The influence of varying proportions of MP and SSMP on the compressive strength of SSCM at a molding pressure of 20 MPa is illustrated in Figure 8. After 1 day of hydration, as the proportion of mineral powder increased, the strength gradually decreased. This phenomenon can be attributed to the fact that early strength development in CSA is primarily driven by the rapid hydration of ettringite. The mineral powder replaced some of the SSCM and had minimal involvement in the early hydration reactions. However, as the hydration period progressed, MP became more active due to activation by the hydration products of cement [43]. It should be noted that unlike casting processes, the dry-mixing method renders the particle size distribution inconsequential to the raw materials’ flow characteristics, affecting only their particle packing behavior.

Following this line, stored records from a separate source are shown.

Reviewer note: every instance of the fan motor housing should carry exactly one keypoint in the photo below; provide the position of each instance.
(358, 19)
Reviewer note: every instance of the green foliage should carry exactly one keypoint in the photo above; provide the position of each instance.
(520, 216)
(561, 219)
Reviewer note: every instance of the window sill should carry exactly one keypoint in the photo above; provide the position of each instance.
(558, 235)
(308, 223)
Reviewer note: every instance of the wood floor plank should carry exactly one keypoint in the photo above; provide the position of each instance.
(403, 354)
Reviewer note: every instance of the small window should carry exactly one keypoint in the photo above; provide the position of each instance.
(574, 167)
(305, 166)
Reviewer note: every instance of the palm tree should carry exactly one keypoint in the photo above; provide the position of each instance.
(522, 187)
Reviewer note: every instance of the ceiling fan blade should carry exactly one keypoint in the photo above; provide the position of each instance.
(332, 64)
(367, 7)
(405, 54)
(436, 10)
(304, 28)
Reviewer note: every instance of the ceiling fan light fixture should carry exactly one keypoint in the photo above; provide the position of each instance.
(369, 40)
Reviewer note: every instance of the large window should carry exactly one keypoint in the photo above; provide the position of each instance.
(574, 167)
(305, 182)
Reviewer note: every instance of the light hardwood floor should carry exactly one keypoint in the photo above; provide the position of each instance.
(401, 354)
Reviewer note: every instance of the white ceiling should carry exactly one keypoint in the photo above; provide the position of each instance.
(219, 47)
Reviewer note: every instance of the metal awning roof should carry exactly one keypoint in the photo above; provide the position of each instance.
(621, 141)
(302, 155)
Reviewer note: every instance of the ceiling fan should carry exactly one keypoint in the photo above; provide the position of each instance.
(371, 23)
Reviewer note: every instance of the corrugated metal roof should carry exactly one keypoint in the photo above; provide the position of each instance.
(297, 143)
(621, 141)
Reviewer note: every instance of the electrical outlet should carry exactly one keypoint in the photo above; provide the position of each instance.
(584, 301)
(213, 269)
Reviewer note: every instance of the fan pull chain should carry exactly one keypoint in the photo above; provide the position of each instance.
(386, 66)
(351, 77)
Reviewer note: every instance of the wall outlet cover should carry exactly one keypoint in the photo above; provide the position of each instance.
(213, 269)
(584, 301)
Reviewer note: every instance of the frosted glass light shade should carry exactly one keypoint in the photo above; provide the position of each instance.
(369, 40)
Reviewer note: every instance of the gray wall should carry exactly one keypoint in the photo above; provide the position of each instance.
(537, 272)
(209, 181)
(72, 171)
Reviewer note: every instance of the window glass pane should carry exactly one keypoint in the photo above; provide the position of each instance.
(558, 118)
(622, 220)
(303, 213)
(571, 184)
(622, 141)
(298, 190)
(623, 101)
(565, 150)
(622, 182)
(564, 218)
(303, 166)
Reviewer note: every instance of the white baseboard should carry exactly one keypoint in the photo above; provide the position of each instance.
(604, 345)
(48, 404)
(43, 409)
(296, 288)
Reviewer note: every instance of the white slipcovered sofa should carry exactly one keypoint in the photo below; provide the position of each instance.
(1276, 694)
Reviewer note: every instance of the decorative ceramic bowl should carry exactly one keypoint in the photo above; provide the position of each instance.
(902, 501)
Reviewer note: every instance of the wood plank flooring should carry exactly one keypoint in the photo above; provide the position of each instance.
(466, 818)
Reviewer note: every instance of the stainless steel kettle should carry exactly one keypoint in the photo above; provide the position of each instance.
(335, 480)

This influence becomes further attenuated after pressure forming.
The incorporation of SSMP resulted in a decreasing trend in material strength at 1 day, with a more pronounced decrease observed with higher content. This differed from previous literature findings, attributed to the higher water-to-cement ratio prevalent in casting processes, which accelerated the dissolution of steel slag, consequently elevating the pH of the pore solution and accelerating hydration, thereby enhancing early strength. At 3 days of hydration, the dissolution of SSMP and SSCM material significantly increased, resulting in a rise in pore solution pH and the acceleration of hydration reactions [44]. Consequently, at 3 days of hydration, the strength of the S20 and S30 groups exceeded that of the FP20 group. By 28 days of hydration, with the material undergoing thorough hydration, the addition of 30% SSMP resulted in the greatest strength enhancement, with an increase of 29.25%. When the steel slag powder content was 40%, there was still an improvement in compressive strength compared to the SSCM20 group. However, based on the trend of decreasing strength, it could be inferred that when the steel slag powder content exceeded 40%, there would be a significant decrease in material compressive strength.
The compressive strength of ternary composite cementitious materials composed of different proportions of MP, SSMP, and SSCM materials is illustrated in Figure 9. At 1 day, the strength of groups G1–G9 was lower than that of FP20. This was primarily because MP and SSMP had minimal positive effects during the early hydration stage when the water-to-binder ratio was low, but their dilution effect could compromise material performance. After 28 days, an appropriate combination of additives could enhance material strength. For instance, group G4 exhibited a 13.81% increase in strength, indicating that the synergistic cementitious action of MP and SSMP, at suitable proportions, could improve material performance. However, excessive additive content should be avoided. When the total content reached 55%, the compressive strength of the resulting material decreased by 18.54% relative to the FP20 group. Therefore, the total additive content should be kept below 50%. Comparing G7 with G2 and G8 with G3, it can be observed that maintaining an MP to SSMP ratio of approximately 1:1 maximized the synergistic effect of the materials. Moreover, the combined incorporation of MP and SSMP enabled higher SSCM replacement ratios compared to their individual addition.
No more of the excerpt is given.